4. The antenna device according to claim 2 further comprising:

5. The antenna device according to claim 1 further comprising:

when taking the direction orthogonal to the arrangement-direction of the plurality of rod-shaped cores as a first direction and taking the direction orthogonal to the arrangement-direction of the plurality of rod-shaped cores and also orthogonal to the first direction as a second direction, the following portions of (i) to (iv) are in close contact with the inner circumferential surface of the tubular housing member:

(i) at least a portion of an area, within the outer circumferential surfaces of the flange portion of the first rod-shaped core, which is orthogonal to the first direction;

(ii) at least a portion of an area, within the outer circumferential surfaces of the flange portion of the first rod-shaped core, which is orthogonal to the second direction;

(iii) at least a portion of an area, within the outer circumferential surfaces of the flange portion of the second rod-shaped core, which is orthogonal to the first direction; and

(iv) at least a portion of an area, within the outer circumferential surfaces of the flange portion of the second rod-shaped core, which is orthogonal to the second direction.

6. The antenna device according to claim 1, further comprising:

the inner circumferential side of the tubular housing member is provided with the followings (A) to (C):

(A) either one of the members selected from the following (A1) and (A2): (A1) a partition plate which is in close contact with the end surface of the first rod-shaped core, close to which the second rod-shaped core is arranged and in close contact with the end surface of the second rod-shaped core, close to which the first rod-shaped core is arranged, and (A2) a protrusion which is in close contact with the end surface of the first rod-shaped core, close to which the second rod-shaped core is arranged and in close contact with the end surface of the second rod-shaped core, close to which the first rod-shaped core is arranged;

(B) a protrusion which is in close contact with the end surface positioned on the opposite side from the side of the flange portion of the first rod-shaped core, close to which the second rod-shaped core is provided; and

(C) a protrusion which is in close contact with the end surface positioned on the opposite side from the side of the flange portion of the second rod-shaped core, close to which the first rod-shaped core is provided.

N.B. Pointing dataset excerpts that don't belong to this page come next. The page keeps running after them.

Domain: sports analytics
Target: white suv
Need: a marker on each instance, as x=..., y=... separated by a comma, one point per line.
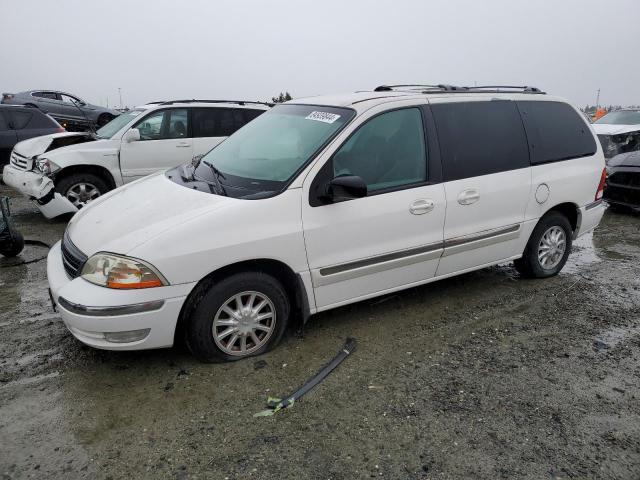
x=326, y=201
x=65, y=171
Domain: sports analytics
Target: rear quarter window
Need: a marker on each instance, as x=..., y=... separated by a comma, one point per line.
x=555, y=132
x=480, y=138
x=20, y=118
x=40, y=120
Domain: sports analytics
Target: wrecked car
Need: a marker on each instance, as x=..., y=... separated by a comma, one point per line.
x=63, y=172
x=619, y=132
x=19, y=123
x=71, y=111
x=623, y=181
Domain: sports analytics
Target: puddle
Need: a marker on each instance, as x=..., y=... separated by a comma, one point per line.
x=30, y=380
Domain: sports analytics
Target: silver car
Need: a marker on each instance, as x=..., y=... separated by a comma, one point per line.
x=70, y=111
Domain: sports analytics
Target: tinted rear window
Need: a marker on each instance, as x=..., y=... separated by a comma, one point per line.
x=480, y=138
x=555, y=132
x=221, y=122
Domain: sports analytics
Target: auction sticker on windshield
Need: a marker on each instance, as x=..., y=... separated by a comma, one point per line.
x=325, y=117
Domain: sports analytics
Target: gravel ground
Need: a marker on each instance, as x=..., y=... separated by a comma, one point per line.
x=481, y=376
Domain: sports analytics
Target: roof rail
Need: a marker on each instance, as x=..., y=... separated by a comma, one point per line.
x=193, y=100
x=441, y=88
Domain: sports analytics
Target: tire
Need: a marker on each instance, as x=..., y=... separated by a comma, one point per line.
x=12, y=244
x=71, y=187
x=104, y=119
x=208, y=316
x=549, y=231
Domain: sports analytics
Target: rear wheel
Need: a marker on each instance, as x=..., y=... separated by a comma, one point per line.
x=548, y=247
x=81, y=188
x=243, y=315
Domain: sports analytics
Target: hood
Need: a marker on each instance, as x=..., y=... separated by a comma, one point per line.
x=630, y=159
x=607, y=129
x=38, y=145
x=131, y=215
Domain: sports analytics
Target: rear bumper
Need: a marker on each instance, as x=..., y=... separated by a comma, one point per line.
x=95, y=315
x=590, y=216
x=40, y=189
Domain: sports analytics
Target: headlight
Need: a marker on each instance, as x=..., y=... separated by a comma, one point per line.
x=46, y=166
x=114, y=271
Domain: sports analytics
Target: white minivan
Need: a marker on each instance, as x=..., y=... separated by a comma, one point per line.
x=325, y=201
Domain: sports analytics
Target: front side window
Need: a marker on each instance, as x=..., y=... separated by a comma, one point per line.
x=178, y=123
x=114, y=126
x=164, y=124
x=386, y=152
x=480, y=138
x=269, y=151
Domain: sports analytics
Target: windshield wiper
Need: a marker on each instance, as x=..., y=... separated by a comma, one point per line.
x=216, y=174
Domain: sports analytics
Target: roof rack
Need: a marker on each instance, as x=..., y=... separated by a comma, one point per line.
x=441, y=88
x=193, y=100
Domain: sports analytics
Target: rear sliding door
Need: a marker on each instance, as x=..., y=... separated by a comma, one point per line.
x=485, y=161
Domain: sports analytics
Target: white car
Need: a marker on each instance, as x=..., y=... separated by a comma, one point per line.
x=326, y=201
x=619, y=131
x=63, y=172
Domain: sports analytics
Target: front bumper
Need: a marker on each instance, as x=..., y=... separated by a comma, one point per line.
x=40, y=189
x=96, y=315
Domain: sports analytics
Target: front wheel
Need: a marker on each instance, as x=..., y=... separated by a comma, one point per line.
x=548, y=247
x=81, y=188
x=243, y=315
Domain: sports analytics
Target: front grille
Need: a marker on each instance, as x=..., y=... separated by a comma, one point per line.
x=72, y=258
x=17, y=160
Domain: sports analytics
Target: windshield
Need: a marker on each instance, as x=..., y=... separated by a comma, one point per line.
x=266, y=153
x=624, y=117
x=114, y=126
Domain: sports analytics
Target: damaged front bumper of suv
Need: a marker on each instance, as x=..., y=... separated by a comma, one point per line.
x=39, y=188
x=623, y=180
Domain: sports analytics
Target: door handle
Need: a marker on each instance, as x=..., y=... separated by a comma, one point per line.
x=421, y=206
x=467, y=197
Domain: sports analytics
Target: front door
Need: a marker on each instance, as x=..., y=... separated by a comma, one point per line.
x=392, y=237
x=165, y=142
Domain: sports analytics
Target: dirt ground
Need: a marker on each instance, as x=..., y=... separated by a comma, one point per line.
x=481, y=376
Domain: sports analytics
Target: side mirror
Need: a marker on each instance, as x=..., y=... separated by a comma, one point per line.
x=196, y=160
x=131, y=135
x=346, y=187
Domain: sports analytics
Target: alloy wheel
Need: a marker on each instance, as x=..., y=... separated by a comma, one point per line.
x=244, y=323
x=82, y=193
x=552, y=247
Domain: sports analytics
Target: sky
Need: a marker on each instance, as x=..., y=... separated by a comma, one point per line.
x=254, y=49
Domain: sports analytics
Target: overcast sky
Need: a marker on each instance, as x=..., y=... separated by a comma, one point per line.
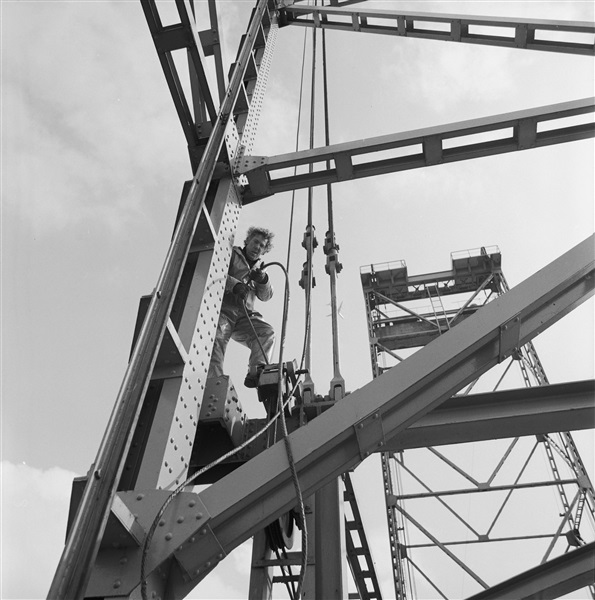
x=93, y=162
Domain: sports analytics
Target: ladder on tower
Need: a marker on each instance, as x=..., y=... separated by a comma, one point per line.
x=365, y=578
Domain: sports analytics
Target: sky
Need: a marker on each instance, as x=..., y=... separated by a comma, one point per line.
x=93, y=162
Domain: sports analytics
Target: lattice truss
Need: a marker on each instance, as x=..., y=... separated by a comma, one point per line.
x=454, y=511
x=137, y=527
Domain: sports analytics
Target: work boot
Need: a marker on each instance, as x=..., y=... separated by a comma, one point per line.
x=253, y=377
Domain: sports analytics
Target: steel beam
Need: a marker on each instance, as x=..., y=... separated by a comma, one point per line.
x=520, y=130
x=491, y=31
x=505, y=414
x=562, y=575
x=200, y=529
x=75, y=567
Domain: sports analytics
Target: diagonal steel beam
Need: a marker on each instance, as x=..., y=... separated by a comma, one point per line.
x=504, y=414
x=562, y=575
x=573, y=37
x=200, y=529
x=520, y=130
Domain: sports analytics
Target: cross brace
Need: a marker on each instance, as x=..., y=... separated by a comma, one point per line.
x=520, y=130
x=553, y=579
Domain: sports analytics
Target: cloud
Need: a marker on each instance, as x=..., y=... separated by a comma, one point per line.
x=34, y=513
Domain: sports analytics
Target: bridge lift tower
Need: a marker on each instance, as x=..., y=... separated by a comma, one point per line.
x=139, y=526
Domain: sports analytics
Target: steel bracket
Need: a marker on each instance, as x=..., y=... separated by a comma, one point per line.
x=509, y=337
x=370, y=434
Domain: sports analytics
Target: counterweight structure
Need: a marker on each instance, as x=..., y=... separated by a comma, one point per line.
x=438, y=500
x=138, y=526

7. The antenna device according to claim 1, wherein the end surface of the first rod-shaped core, close to which the second rod-shaped core is arranged, and the end surface of the second rod-shaped core, close to which the first rod-shaped core is arranged, are bonded through an adhesive-agent layer.

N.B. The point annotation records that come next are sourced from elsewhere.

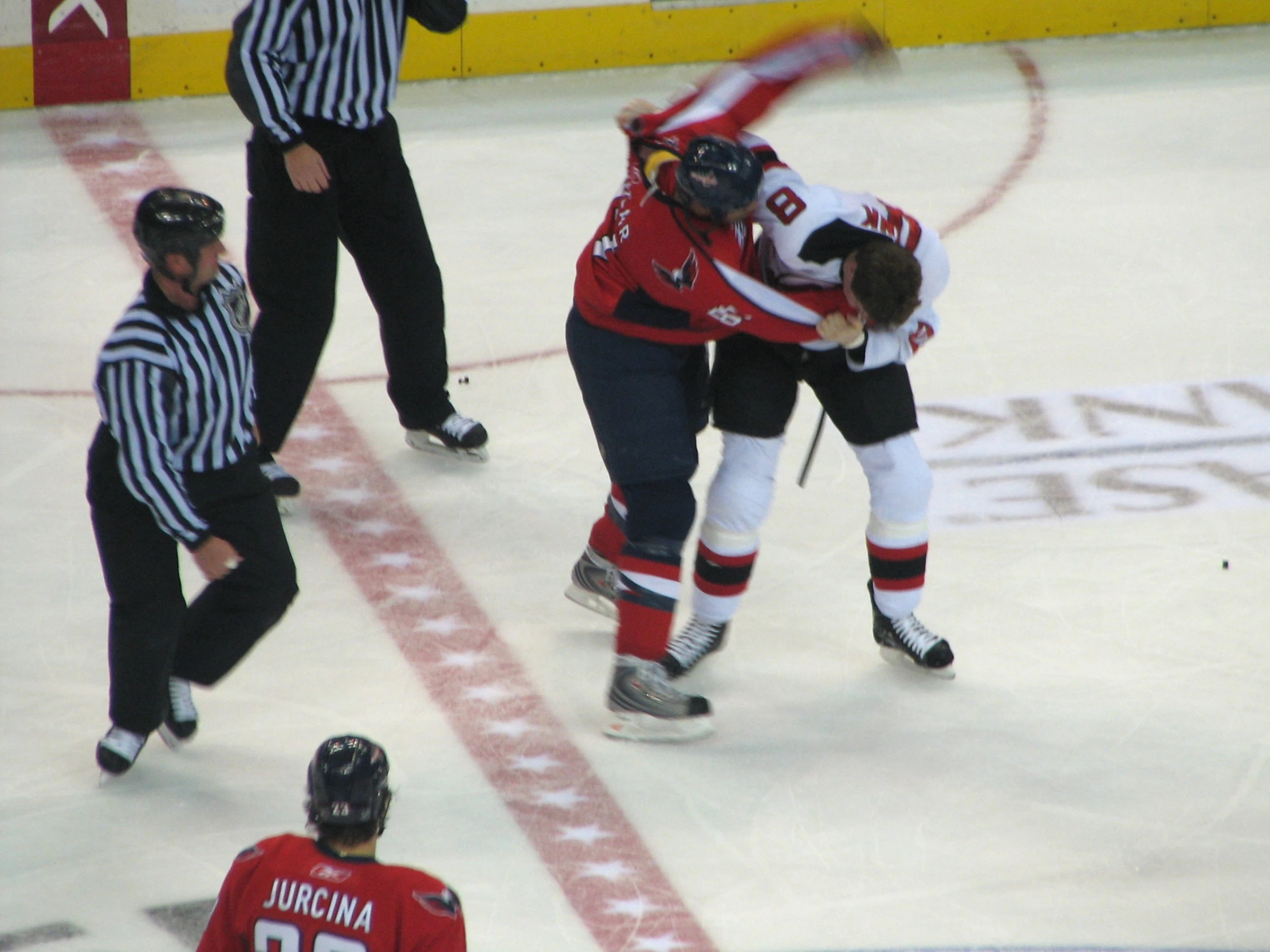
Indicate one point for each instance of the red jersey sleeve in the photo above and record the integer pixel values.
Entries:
(220, 935)
(741, 93)
(432, 919)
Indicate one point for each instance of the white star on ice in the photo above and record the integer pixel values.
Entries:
(583, 835)
(489, 694)
(107, 139)
(375, 527)
(612, 871)
(353, 497)
(461, 659)
(414, 593)
(516, 729)
(634, 908)
(394, 560)
(540, 763)
(666, 942)
(331, 463)
(564, 798)
(446, 626)
(309, 433)
(127, 167)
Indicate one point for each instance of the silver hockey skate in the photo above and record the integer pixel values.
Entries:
(644, 706)
(457, 437)
(593, 584)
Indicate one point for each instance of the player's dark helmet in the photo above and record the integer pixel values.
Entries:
(719, 174)
(177, 221)
(348, 784)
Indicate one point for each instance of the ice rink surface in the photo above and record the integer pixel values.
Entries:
(1098, 414)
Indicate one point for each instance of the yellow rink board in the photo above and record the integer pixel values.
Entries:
(634, 34)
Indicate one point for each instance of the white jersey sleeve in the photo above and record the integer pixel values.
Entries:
(809, 229)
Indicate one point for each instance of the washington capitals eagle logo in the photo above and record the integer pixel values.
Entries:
(445, 903)
(683, 277)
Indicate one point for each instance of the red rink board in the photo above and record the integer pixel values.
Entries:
(80, 50)
(573, 821)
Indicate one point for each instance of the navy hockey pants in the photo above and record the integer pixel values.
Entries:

8. The antenna device according to claim 1, further comprising:

a tubular housing member which houses at least the first rod-shaped core and the second rod-shaped core,

wherein the inner circumferential side of the tubular housing member is provided with a first groove and a second groove so as to be neighboring to each other with respect to the longitudinal direction of the tubular housing member;

wherein toward the direction in parallel with the arrangement-direction of the plurality of rod-shaped cores, the width of the first groove is identical with the width of the flange portion of the first rod-shaped core and, the width of the second groove is identical with the width of the flange portion of the second rod-shaped core; and

wherein the circumferential portion of the flange portion of the first rod-shaped core is fitted inside the first groove and also, the circumferential portion of the flange portion of the second rod-shaped core is fitted inside the second groove.